In order to get the pipeline up and running it is only necessary to clone the latest version of the repository:
git clone https://github.com/DIVA-DIA/Text-Line-Segmentation-Method-for-Medieval-Manuscripts
Run the install the conda environment:
conda env create -f environment.yml
and activate the environment:
conda activate image_text_segmentation
To see if the code works properly you can call the algorithm from the root folder with the following command
python python src/line_segmentation/line_segmentation.py
This will run the code on the image test1.png from the folder src/data/
.
You can change the input image, output folder and som other parameters for a single run with this input parameters
optional arguments:
-h, --help show this help message and exit
--input-path INPUT_PATH
Path to the input file
--output-path OUTPUT_PATH
Path to the output folder
--seam-every-x-pxl SEAM_EVERY_X_PXL
After how many pixel a new seam should be casted
--penalty_reduction PENALTY_REDUCTION
Punishment reduction for the seam leaving the y axis
--testing TESTING Are you running on a testing file provided bz us?
--console_log CONSOLE_LOG
Console logging
--vertical VERTICAL Is the text orientation vertical?
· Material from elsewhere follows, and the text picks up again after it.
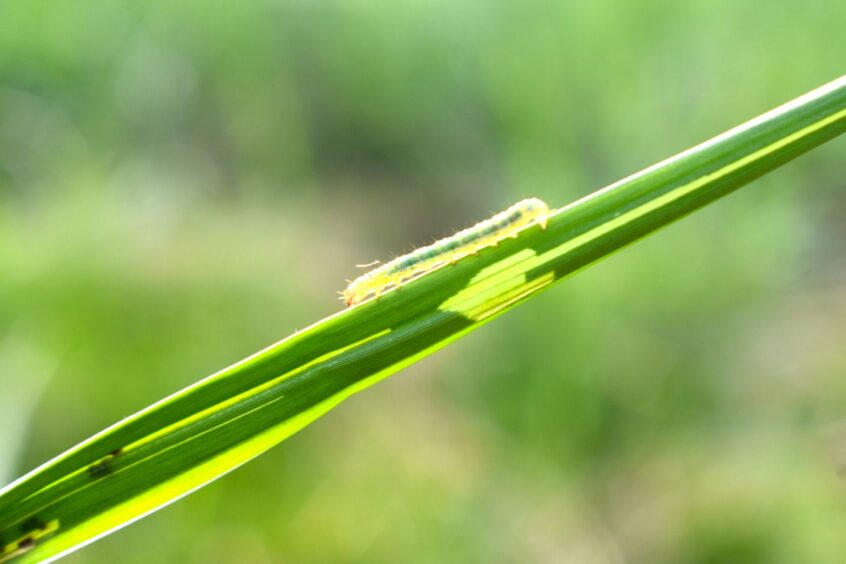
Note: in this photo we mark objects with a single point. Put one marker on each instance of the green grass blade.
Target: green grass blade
(182, 442)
If you want to run the algorithm on your own images you need to perform pixel-vise semantic segmentation beforehand s.t. every pixel has a class label. This segmented image is then the input for the algorithm. The format of the image needs to be as described here
Then you can either run it on a single file as described above or you can run it on a folder of files including evaluation of the algorithm.
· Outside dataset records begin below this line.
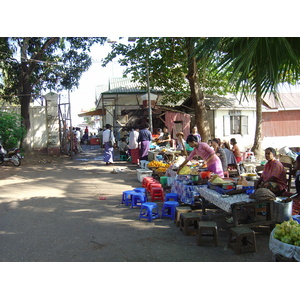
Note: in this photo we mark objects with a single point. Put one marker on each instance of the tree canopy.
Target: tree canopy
(31, 65)
(168, 66)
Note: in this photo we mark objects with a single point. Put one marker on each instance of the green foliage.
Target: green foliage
(46, 64)
(167, 58)
(255, 63)
(11, 129)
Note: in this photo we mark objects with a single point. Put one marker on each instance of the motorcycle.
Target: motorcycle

python src/line_segmentation/evaluation/evaluate_algorithm.py
Which has the following parameters:
optional arguments:
-h, --help show this help message and exit
--input-folders-pxl INPUT_FOLDERS_PXL [INPUT_FOLDERS_PXL ...]
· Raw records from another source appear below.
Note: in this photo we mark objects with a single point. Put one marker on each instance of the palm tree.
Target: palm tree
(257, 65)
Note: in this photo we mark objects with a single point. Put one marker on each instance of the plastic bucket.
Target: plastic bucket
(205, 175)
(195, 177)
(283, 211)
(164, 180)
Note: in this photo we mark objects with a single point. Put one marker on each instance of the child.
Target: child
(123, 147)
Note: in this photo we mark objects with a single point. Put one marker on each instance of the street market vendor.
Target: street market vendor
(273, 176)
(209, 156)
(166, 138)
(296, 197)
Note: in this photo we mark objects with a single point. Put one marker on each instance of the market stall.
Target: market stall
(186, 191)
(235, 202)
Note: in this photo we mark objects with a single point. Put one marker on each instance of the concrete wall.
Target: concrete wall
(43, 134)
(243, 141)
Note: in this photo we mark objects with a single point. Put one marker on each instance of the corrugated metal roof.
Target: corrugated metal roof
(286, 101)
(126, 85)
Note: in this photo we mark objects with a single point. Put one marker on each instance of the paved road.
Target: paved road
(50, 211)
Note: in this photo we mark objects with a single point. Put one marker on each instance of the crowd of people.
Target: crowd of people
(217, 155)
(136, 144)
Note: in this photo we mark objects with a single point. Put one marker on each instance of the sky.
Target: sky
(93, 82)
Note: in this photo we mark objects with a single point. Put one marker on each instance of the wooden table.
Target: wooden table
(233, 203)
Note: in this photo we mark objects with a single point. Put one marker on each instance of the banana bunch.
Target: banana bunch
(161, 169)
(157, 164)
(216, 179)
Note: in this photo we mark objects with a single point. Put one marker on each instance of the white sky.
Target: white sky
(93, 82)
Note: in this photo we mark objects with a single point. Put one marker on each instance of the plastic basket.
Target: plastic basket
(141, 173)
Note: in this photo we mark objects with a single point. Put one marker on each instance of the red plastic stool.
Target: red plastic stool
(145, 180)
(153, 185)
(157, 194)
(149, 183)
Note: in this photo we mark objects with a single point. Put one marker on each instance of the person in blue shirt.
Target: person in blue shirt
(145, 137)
path to folders containing pixel-gt (e.g.
/dataset/CB55/output-m /dataset/CSG18/output-m
/dataset/CSG863/output-m)
--gt-folders-xml GT_FOLDERS_XML [GT_FOLDERS_XML ...]
path to folders containing xml-gt (e.g.
/dataset/CB55/test-page /dataset/CSG18/test-page
/dataset/CSG863/test-page)
--gt-folders-pxl GT_FOLDERS_PXL [GT_FOLDERS_PXL ...]
path to folders containing xml-gt (e.g.
/dataset/CB55/test-m /dataset/CSG18/test-m
/dataset/CSG863/test-m)
--output-path DIR path to store output files
--penalty-reduction PENALTY_REDUCTION
path to store output files
--small-component-ratio SMALL_COMPONENT_RATIO
The percentage a connected component needs to be
considered. If he is smaller then x * avg_area it will
get deleted from the list of CC
--seam-every-x-pxl SEAM_EVERY_X_PXL
how many pixels between the seams
--vertical assume text has vertical orientation (e.g. Chinese
--eval-tool DIR path to folder containing
DIVA_Line_Segmentation_Evaluator
-j J number of thread to use for parallel search. If set to
0 #cores will be used instead
The ground truth format is described here
If you use our software, please cite our paper as:
@inproceedings{alberti2019linesegmentaton,
address = {Sydney, Australia},
author = {Alberti, Michele and Voegtlin, Lars and Pondenkandath, Vinaychandran and Seuret, Mathias and Ingold, Rolf and Liwicki, Marcus},
title = {{Labeling, Cutting, Grouping: an Efficient Text Line Segmentation Method for Medieval Manuscripts}},
booktitle = {2019 15th IAPR International Conference on Document Analysis and Recognition (ICDAR)},
year = {2019},
month = {sep},
}
Our work is on GNU Lesser General Public License v3.0